Flooding delays U.S. planting
And that brings us to the United States. Flooding remains widespread on numerous rivers and streams in the western Midwest. Some farms are still either submerged or partially submerged in water. Worry over a much smaller U.S. corn and/or soybean crop will remain rampant for the next few weeks. Out of each area of the world discussed so far, the United States has the best chance of having to abandon some acreage in the upper Midwest and northeastern Great Plains because of too much spring moisture.
The wet weather pattern is expected to prevail, and as long as it does there will be worry of inadequate drying time for crops to be planted in before optimum planting dates pass. There’s still plenty of time for improvement. The lower Midwest, Delta and southeastern states will see improving weather during the first half of May. The southeastern states could experience drier-than-usual conditions from May into July, raising some potential for crop moisture stress. If the dryness becomes significant enough, there would be potential for the dryness to perpetuate deeper into the summer.

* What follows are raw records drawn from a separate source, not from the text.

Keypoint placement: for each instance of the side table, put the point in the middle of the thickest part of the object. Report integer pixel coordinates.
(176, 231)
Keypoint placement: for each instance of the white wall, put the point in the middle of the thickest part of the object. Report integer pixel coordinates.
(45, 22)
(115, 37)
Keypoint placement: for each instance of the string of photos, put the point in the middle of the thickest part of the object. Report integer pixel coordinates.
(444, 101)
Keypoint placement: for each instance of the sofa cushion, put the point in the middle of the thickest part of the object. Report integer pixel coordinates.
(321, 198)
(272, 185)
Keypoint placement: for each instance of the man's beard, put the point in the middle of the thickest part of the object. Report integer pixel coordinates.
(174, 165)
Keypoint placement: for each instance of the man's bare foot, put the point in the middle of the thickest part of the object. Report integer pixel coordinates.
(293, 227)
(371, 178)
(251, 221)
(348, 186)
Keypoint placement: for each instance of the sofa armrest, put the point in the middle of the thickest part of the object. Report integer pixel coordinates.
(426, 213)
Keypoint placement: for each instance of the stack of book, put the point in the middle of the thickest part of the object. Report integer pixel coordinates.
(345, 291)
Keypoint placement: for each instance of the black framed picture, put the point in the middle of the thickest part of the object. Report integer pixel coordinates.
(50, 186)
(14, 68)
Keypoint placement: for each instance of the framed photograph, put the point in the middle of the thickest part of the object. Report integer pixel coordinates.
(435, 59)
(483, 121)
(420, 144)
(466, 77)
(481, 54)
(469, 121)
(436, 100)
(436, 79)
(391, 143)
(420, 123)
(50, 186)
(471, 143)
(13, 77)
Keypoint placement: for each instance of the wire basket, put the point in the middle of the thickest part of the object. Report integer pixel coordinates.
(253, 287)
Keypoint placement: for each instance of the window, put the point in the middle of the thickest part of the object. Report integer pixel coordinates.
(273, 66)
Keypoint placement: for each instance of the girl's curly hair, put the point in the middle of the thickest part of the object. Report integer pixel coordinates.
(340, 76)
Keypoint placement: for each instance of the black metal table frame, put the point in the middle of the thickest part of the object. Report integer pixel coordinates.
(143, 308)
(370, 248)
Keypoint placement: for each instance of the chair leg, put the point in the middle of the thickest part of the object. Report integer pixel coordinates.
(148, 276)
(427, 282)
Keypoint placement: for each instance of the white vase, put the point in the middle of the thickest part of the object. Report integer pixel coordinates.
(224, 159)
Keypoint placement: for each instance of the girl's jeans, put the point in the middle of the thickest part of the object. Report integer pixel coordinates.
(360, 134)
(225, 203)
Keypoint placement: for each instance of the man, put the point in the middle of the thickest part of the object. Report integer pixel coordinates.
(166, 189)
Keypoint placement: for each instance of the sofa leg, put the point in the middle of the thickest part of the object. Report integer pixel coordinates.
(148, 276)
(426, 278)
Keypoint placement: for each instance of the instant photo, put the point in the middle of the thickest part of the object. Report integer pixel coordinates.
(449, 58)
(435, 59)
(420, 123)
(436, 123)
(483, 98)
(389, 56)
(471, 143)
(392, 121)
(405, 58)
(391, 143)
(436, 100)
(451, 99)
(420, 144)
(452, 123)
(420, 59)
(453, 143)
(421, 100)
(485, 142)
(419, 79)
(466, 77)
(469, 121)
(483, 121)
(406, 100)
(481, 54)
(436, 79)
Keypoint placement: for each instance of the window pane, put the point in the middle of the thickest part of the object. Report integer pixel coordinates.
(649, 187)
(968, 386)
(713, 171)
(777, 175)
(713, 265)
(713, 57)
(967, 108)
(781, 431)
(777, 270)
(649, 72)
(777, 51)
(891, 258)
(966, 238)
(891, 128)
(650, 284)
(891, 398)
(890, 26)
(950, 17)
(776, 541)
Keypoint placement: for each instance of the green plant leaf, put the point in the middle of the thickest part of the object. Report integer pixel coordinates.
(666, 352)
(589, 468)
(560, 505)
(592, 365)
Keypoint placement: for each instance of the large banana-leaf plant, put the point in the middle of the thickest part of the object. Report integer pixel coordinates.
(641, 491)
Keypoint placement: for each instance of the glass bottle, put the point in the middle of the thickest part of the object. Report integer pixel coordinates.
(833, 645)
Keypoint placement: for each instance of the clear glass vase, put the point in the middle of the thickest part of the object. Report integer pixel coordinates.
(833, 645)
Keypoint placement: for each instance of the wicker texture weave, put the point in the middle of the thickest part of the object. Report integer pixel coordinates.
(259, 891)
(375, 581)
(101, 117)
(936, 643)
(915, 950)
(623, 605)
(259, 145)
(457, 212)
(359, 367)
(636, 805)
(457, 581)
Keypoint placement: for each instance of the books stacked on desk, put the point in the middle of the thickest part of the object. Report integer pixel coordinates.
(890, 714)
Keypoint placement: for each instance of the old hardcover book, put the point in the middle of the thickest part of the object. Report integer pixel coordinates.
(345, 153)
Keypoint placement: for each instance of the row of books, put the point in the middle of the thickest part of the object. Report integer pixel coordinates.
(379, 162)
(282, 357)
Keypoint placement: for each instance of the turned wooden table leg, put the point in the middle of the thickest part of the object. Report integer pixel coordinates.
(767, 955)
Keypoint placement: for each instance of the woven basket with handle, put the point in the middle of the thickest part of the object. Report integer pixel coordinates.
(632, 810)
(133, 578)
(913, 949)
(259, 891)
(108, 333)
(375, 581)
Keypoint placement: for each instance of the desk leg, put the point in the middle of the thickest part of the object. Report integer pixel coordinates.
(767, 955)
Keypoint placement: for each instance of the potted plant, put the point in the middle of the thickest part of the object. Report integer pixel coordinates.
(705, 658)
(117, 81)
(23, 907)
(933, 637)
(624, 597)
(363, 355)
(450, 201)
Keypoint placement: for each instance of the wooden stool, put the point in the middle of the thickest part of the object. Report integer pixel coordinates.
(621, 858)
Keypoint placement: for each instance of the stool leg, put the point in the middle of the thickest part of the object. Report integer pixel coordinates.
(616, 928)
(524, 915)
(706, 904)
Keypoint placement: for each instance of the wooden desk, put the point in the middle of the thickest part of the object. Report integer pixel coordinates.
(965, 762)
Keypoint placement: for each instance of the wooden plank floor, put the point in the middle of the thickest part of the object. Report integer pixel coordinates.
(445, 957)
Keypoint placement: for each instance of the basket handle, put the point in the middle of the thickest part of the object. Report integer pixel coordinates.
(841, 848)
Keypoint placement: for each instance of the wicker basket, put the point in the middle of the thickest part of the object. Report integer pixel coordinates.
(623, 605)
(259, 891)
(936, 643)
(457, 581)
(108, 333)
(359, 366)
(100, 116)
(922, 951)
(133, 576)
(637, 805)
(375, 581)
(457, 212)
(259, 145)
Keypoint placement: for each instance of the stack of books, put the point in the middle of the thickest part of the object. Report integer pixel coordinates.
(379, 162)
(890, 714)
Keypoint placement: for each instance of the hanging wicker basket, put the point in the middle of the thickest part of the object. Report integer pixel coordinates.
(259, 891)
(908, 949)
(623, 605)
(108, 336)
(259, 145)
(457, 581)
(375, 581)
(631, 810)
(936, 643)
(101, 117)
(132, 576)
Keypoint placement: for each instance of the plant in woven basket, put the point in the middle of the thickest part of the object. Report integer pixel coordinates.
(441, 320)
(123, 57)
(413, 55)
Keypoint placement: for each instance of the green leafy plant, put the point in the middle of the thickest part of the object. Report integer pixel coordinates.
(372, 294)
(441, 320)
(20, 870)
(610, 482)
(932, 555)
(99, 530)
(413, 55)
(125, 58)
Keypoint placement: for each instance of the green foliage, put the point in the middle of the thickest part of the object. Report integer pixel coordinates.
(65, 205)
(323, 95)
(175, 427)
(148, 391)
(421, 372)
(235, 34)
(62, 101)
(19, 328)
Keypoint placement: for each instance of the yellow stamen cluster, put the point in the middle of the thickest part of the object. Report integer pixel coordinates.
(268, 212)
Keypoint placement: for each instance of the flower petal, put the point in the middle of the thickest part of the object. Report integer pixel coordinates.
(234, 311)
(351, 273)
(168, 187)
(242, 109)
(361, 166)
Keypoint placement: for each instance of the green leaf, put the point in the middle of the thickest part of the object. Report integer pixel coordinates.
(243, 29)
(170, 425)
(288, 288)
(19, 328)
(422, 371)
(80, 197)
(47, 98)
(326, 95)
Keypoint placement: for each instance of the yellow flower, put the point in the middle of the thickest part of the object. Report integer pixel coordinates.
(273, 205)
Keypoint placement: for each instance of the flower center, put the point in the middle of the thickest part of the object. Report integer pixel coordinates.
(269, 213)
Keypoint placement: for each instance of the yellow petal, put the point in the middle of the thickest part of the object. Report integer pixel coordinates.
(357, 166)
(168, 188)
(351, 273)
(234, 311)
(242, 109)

In the meantime, the upper Midwest may have the greatest challenge in breaking away from the wet weather pattern. If any region in the United States is going to have to be abandoned because of ongoing wet conditions, it will be in the eastern Dakotas, Minnesota, Wisconsin and possibly a part of northern Iowa. Only time will tell how significant the ongoing wet bias may be, but World Weather, Inc. anticipates more trying times ahead.
Dryness has become quite significant in the mainland areas of Southeast Asia, central parts of the Philippines, Central America and southern Mexico. Dryness in these areas has affected corn, sugarcane, citrus, rice and a few other crops, but problems need to be more widespread than this. El Niño is controlling the weather in these tropical and subtropical areas and some forecast models have been hinting that it may diminish in the second half of this year. If that happens, there will be one more region of the world with only rumors of production losses and very little actual damage.